Nel caso sottoposto all’attenzione dei giudici di Piazza Cavour, in particolare, il proprietario di un’abitazione citava in giudizio, innanzi al Giudice di Pace, il Comune e l’impresa appaltatrice per ottenere il risarcimento dei danni da infiltrazione causati dai lavori di rifacimento di un marciapiede commissionati dall’Ente.
La società appaltatrice proponeva domanda di manleva nei confronti della propria assicurazione, ma la domanda veniva rigettata in quanto, a parere dei giudici di merito, le condizioni generali di polizza escludevano “dal rischio assicurato i danni da bagnamento causati da acqua piovana o da agenti atmosferici in genere; e che, pur se fra le clausole aggiunte vi è un art.

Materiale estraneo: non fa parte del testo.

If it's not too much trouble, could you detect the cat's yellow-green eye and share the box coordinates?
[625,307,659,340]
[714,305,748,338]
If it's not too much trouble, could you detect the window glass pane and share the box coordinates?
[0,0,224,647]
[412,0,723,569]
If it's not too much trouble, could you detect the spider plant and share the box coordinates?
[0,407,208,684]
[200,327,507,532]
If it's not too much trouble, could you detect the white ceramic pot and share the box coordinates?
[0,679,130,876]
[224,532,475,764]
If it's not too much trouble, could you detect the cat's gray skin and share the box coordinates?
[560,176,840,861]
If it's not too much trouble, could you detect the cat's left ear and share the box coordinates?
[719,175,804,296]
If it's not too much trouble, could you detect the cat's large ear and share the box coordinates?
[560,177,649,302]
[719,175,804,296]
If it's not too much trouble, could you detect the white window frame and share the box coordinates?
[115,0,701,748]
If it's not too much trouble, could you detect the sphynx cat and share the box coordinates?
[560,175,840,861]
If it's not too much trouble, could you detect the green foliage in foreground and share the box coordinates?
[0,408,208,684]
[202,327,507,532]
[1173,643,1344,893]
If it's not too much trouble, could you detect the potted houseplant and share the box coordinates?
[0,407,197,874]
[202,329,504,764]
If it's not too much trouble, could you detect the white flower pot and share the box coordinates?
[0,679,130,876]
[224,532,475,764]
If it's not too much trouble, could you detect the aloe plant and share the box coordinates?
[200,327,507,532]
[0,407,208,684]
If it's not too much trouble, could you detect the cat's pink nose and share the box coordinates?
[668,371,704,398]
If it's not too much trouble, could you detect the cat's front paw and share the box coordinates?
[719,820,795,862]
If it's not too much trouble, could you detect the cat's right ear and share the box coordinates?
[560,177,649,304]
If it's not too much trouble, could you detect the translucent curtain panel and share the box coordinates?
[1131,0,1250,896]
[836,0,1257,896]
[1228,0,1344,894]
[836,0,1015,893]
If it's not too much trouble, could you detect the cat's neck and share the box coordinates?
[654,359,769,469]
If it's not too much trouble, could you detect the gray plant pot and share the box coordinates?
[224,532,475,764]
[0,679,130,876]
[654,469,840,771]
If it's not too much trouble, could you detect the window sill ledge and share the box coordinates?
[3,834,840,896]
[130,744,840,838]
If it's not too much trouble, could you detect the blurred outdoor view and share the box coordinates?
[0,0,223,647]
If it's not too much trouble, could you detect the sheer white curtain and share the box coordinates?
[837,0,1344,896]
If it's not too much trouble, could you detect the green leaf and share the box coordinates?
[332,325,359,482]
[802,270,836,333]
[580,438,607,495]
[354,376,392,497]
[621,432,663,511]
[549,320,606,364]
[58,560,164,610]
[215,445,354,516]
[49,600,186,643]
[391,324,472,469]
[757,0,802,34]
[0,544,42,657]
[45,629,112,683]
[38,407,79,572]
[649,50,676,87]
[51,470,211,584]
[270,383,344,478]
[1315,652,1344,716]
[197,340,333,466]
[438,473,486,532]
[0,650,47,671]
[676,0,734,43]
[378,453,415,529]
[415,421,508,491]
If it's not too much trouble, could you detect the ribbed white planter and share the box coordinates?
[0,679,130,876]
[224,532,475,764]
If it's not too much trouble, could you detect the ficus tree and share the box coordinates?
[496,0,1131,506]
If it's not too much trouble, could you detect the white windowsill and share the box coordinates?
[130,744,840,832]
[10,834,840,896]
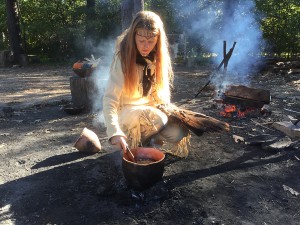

E che, a parziale deroga della suddetta clausola, estende la garanzia ai danni da bagnamento, l’estensione concerne esclusivamente “i lavori di costruzione e manutenzione di edifici”, mentre il Comune aveva dato in appalto alla G. solo i lavori di rifacimento del marciapiede.”
Secondo la Corte di Cassazione, il Giudice di merito ha errato nel ritenere il rischio non coperto dalla garanzia in quanto avrebbe dovuto – in virtù del principio per cui “nel ricostruire la volontà delle parti, non ci si può limitare al senso letterale delle parole, ma occorre fare riferimento alla comune volontà delle parti, quale emerge dal complesso dell’atto e dalla natura dell’affare a cui accede” – tenere in considerazione la circostanza che la polizza era stata stipulata con riferimento allo specifico contratto di appalto stipulato fra il Comune e la ditta appaltatrice, e che pertanto l’oggetto della garanzia doveva essere ricostruito tenendo conto della natura dei lavori di cui al contratto medesimo.